# Weekend trip to the mountains



## sansa17 (Aug 3, 2014)

Last weekend Jasper and I took our first vacation together to the mountains. We live in Switzerland and rented a chalet up in the canton of Valais. I had been there once before, but that was before I had Jasper in my life. Needless to say it was infinitely more fun with Jasper this time! He ran around the mountain sides like a maniac and despite chasing after a cat at one point (that he didn't catch thankfully), was surprisingly well behaved.
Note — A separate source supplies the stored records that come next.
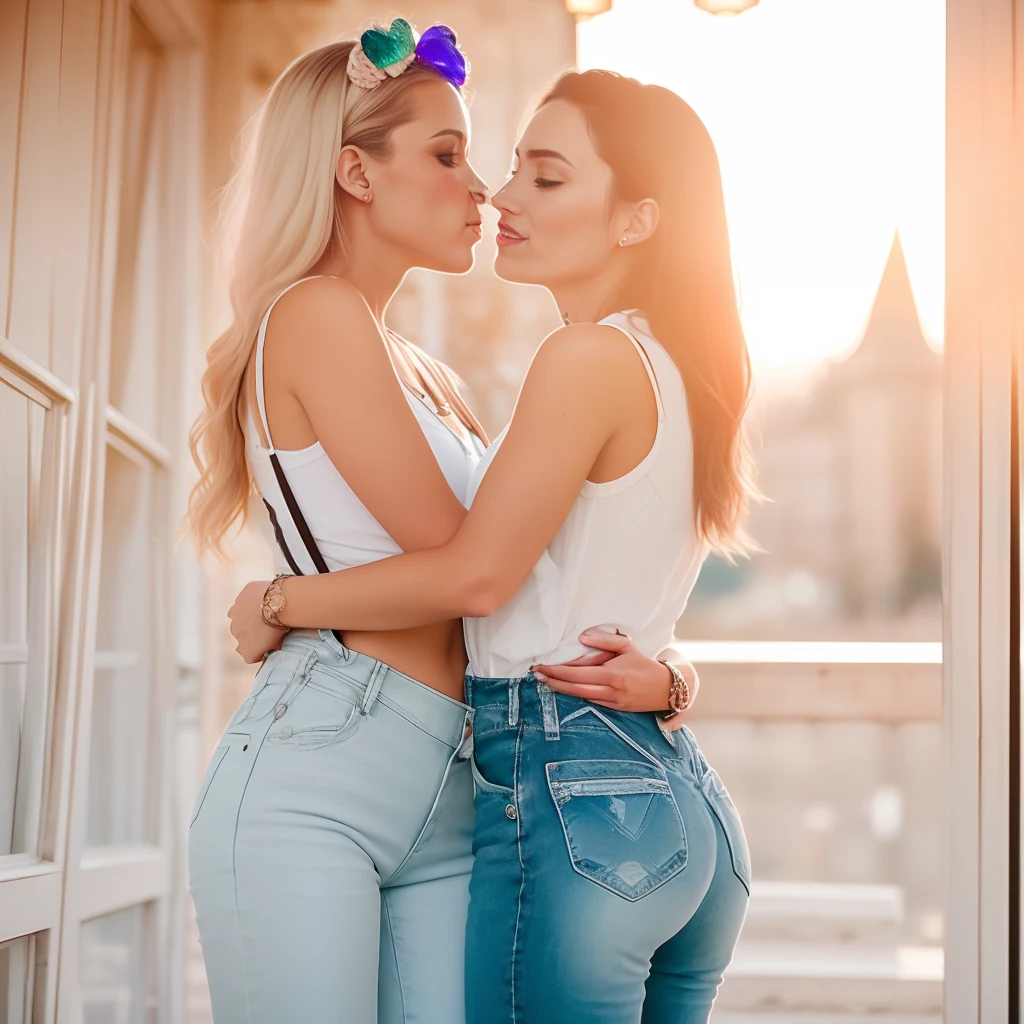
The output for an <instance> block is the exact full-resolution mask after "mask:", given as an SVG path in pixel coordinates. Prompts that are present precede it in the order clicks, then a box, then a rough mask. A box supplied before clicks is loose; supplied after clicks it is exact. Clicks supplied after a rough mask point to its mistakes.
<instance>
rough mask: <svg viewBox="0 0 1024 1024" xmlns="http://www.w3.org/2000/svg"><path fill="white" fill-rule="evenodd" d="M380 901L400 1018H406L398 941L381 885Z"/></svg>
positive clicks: (389, 910)
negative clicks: (381, 906) (399, 1013)
mask: <svg viewBox="0 0 1024 1024" xmlns="http://www.w3.org/2000/svg"><path fill="white" fill-rule="evenodd" d="M381 903H382V904H383V905H384V913H385V914H387V928H388V931H389V932H390V933H391V953H392V955H393V956H394V974H395V977H396V978H397V979H398V997H399V998H400V999H401V1019H402V1020H406V989H404V988H403V987H402V984H401V961H400V959H399V958H398V943H397V941H396V940H395V934H394V926H393V925H392V924H391V908H390V907H389V906H388V902H387V890H386V889H385V888H384V886H383V884H382V885H381Z"/></svg>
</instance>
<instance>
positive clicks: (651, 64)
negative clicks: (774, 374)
mask: <svg viewBox="0 0 1024 1024" xmlns="http://www.w3.org/2000/svg"><path fill="white" fill-rule="evenodd" d="M944 8H945V5H944V4H942V3H940V2H938V0H761V3H760V4H759V5H758V6H757V7H754V8H753V9H751V10H749V11H748V12H746V13H744V14H742V15H740V16H738V17H729V18H722V17H715V16H714V15H711V14H708V13H707V12H705V11H701V10H699V9H697V8H696V7H695V6H694V5H693V4H692V2H691V0H615V2H614V6H613V8H612V10H611V11H609V12H608V13H606V14H602V15H600V16H598V17H594V18H592V19H590V20H589V22H584V23H582V24H581V25H580V28H579V62H580V67H581V68H608V69H611V70H614V71H618V72H622V73H623V74H627V75H632V76H635V77H636V78H639V79H640V80H641V81H645V82H654V83H657V84H659V85H664V86H667V87H668V88H671V89H673V90H674V91H676V92H678V93H679V94H680V95H681V96H683V98H685V99H686V100H687V101H688V102H689V103H690V104H691V105H692V106H693V109H694V110H695V111H696V112H697V113H698V114H699V115H700V117H701V118H702V119H703V121H705V123H706V124H707V125H708V128H709V130H710V131H711V134H712V137H713V138H714V139H715V143H716V146H717V148H718V153H719V158H720V160H721V164H722V173H723V177H724V181H725V189H726V200H727V203H728V208H729V225H730V230H731V236H732V247H733V258H734V262H735V270H736V276H737V279H738V284H739V294H740V303H741V311H742V317H743V324H744V327H745V330H746V335H748V340H749V343H750V346H751V353H752V356H753V358H754V359H755V361H756V362H758V364H761V365H762V366H771V365H774V366H776V367H779V368H781V367H784V366H794V365H806V364H809V362H814V361H817V360H820V359H822V358H827V357H829V356H834V355H840V354H842V353H843V352H845V351H847V350H849V349H850V348H851V347H852V346H853V345H855V344H856V343H857V341H858V340H859V337H860V333H861V331H862V330H863V327H864V324H865V322H866V319H867V315H868V313H869V311H870V305H871V300H872V298H873V296H874V291H876V289H877V288H878V285H879V280H880V278H881V275H882V269H883V267H884V265H885V262H886V257H887V256H888V254H889V250H890V248H891V245H892V241H893V234H894V232H896V231H897V230H898V231H899V234H900V238H901V240H902V243H903V249H904V252H905V254H906V259H907V264H908V268H909V273H910V281H911V285H912V287H913V293H914V298H915V300H916V303H918V310H919V313H920V315H921V321H922V326H923V328H924V331H925V335H926V337H927V338H928V339H929V341H930V342H931V343H932V344H933V345H935V346H936V347H938V346H940V345H941V339H942V316H943V313H942V307H943V272H944V271H943V260H944V255H943V246H944V219H943V214H944V209H943V189H944V177H943V163H944V151H943V146H944V124H943V118H944V99H945V97H944V89H945V79H944V76H945V65H944V62H945V12H944Z"/></svg>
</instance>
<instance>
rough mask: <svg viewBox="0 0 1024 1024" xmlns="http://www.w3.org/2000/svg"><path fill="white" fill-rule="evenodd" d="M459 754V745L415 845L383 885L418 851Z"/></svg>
mask: <svg viewBox="0 0 1024 1024" xmlns="http://www.w3.org/2000/svg"><path fill="white" fill-rule="evenodd" d="M458 756H459V748H458V746H457V748H456V749H455V750H454V751H453V752H452V753H451V755H449V759H447V763H446V764H445V765H444V774H443V775H441V781H440V784H439V785H438V786H437V793H436V794H435V795H434V802H433V803H432V804H431V805H430V811H429V813H428V814H427V816H426V818H424V821H423V826H422V827H421V828H420V830H419V833H417V836H416V839H415V840H414V841H413V845H412V846H411V847H410V848H409V852H408V853H407V854H406V856H404V857H402V858H401V863H400V864H398V866H397V867H396V868H395V869H394V870H393V871H392V872H391V873H390V874H389V876H388V877H387V881H382V882H381V886H385V885H390V884H391V883H392V882H393V881H394V880H395V879H396V878H397V877H398V873H399V872H400V871H401V869H402V868H403V867H404V866H406V865H407V864H408V863H409V861H410V860H411V859H412V857H413V855H414V854H415V853H416V851H417V849H418V847H419V845H420V843H421V841H422V840H423V834H424V833H425V831H426V830H427V827H428V825H429V824H430V822H431V821H432V820H433V817H434V813H435V812H436V810H437V805H438V804H439V803H440V801H441V796H442V795H443V793H444V786H445V785H446V784H447V781H449V779H450V778H451V777H452V766H453V764H454V763H455V761H456V760H457V759H458Z"/></svg>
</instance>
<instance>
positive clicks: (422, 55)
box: [416, 25, 469, 88]
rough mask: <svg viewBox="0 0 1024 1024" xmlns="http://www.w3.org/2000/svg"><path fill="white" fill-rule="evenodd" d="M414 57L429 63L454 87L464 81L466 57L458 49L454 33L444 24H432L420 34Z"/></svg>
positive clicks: (457, 46) (464, 76)
mask: <svg viewBox="0 0 1024 1024" xmlns="http://www.w3.org/2000/svg"><path fill="white" fill-rule="evenodd" d="M416 58H417V59H418V60H422V61H423V62H424V63H427V65H430V67H431V68H433V69H434V71H435V72H437V74H438V75H440V76H441V78H443V79H445V80H446V81H449V82H451V83H452V84H453V85H454V86H455V87H456V88H461V87H462V86H463V85H464V84H465V82H466V73H467V72H468V70H469V68H468V65H467V63H466V57H465V56H464V55H463V53H462V50H460V49H459V44H458V42H457V41H456V38H455V33H454V32H453V31H452V30H451V29H450V28H449V27H447V26H446V25H432V26H431V27H430V28H429V29H427V31H426V32H424V33H423V35H422V36H420V41H419V42H418V43H417V44H416Z"/></svg>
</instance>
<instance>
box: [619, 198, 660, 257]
mask: <svg viewBox="0 0 1024 1024" xmlns="http://www.w3.org/2000/svg"><path fill="white" fill-rule="evenodd" d="M628 212H629V215H630V219H629V223H628V224H627V225H626V229H625V230H624V231H623V232H622V236H621V237H622V238H624V239H625V240H626V243H625V245H626V246H635V245H637V244H638V243H640V242H645V241H646V240H647V239H649V238H650V237H651V236H652V234H653V233H654V231H655V229H656V228H657V221H658V217H659V215H660V210H659V209H658V206H657V201H656V200H653V199H642V200H640V202H639V203H632V204H631V209H630V210H629V211H628Z"/></svg>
In one picture you can see the same cat who came back to the chalet to sit outside the window. Here are some pictures I took of him.


----------



## texasred (Jan 29, 2012)

What a beautiful place, and equally beautiful dog.
I bet he had a blast in those wide open spaces.


----------



## redbirddog (Apr 23, 2010)

Great shots of some wonderful country. Brave cat.

The mountains and valleys are where Vizslas truly come alive!

Jasper is one lucky dog.

RBD


----------



## toadnmeme (Jun 7, 2014)

Beautiful pictures, thank you for sharing them. It makes me miss Europe, we lived in Northern Italy for a while and Switzerland was our favorite for hiking and camping


----------



## Eddiemoto (May 4, 2013)

It is irresponsible posts like this that really upsets me. Ok, I'm just really jealous.


----------



## harrigab (Aug 21, 2011)

and I thought we had beautiful scenery in Lake District (UK)..stunning pics


----------